Sales are closed on stories, not on data. Once the ground work has been properly established, we talk "stories" that help clients relate better to what equity investing is all about. There are many popular stories - like comparing equity investment with planting a mango sapling. You need to nurture it for the first 5-7 years without expecting anything from it. Do this well, and the mango tree will provide you bountiful fruits for the next 25-30 years. If you get hasty and start expecting fruits in years 2 and 3, you will get nothing but disappointment. Stories like this help clients understand what to expect from equity and how to get the best results from equity. Stories also help build conviction - because finally what the client will remember and take away is the mango tree example and not the figures in the rolling return chart. Its important to show the data, but its equally important to back it up with a story that sells.
This is a critical step. After doing all the hard work, and getting the client convinced, it is tough for any salesperson to do this, but we always insist on starting small. We start with a smaller SIP than what the goal requires. It is important for clients to be as comfortable with real investments in equity as they are with our presentation on equity. Once we begin the journey in a modest way, we work with the client to gradually increase his SIP amounts to the required level, based on his comfort.
Retention in times of volatility
When we go through this 6 step process, we find that even conservative middle aged savers with a history of FD investing get comfortable with investing in equity funds, the right way. This conviction helps them remain invested through bouts of market volatility. Not everyone is immune to volatility - some do get nervous and come back to us and ask us whether they should exit. Apart from reviewing the documentation that we signed earlier, where risk profile, time horizon etc are clearly spelt out and signed, we remind them of the stories that we discussed and the need for patience. Some get convinced, some are still anxious. For those who remain anxious, we simply suggest, "Why don't you let the SIP run for another year and see for yourself. If you are still uncomfortable, we can always stop it and pull your money out." This is a simple strategy to "buy time", and it works most often. Clients remain committed to their equity SIPs, may not be because they fully bought the long term story, but because they see sense in the "let's put this on our watch list" strategy. This is also one way of "doing something" about your underperforming investment, which is what they really want to do. There is a need to "take action", and that action can be "put it on watch list" rather than "exit".

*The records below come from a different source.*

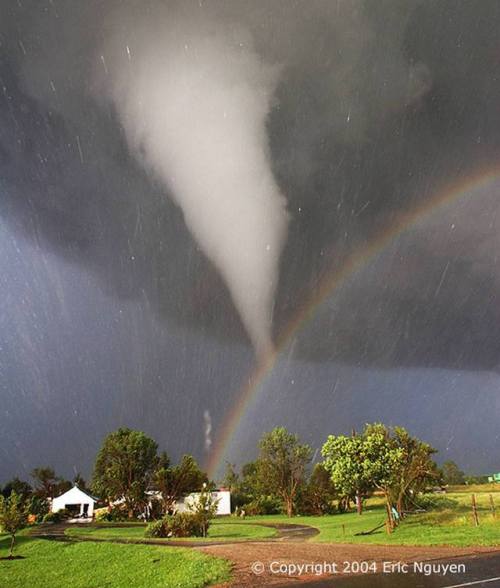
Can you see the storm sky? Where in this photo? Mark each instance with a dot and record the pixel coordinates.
(179, 179)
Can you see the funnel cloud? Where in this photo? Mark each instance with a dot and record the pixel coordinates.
(194, 101)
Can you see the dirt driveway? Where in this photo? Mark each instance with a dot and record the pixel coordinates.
(244, 556)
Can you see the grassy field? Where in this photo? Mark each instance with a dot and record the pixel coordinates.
(107, 565)
(220, 530)
(447, 521)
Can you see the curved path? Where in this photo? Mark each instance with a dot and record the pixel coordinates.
(291, 548)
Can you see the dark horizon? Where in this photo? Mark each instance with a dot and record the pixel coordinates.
(178, 181)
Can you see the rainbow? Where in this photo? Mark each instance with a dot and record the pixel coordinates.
(355, 262)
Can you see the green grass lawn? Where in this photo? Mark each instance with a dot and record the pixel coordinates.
(445, 524)
(448, 521)
(220, 530)
(107, 565)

Challenging, yet rewarding segment
Selling equity funds to not-so-young conservative savers is a challenge, but the rewards of going through this structured process are high for both - client and us. From a business point of view, the SIP amounts of these clients tend to be much larger than young savers because their income levels are much higher. We also get to work on moving the FD portfolio into suitable mutual funds over time, thus making the relationship remunerative for us. And what we have also seen is that it is this segment of clients who tend to give us the maximum referrals, because they know that we have made a difference in their ability to meet their own financial goals.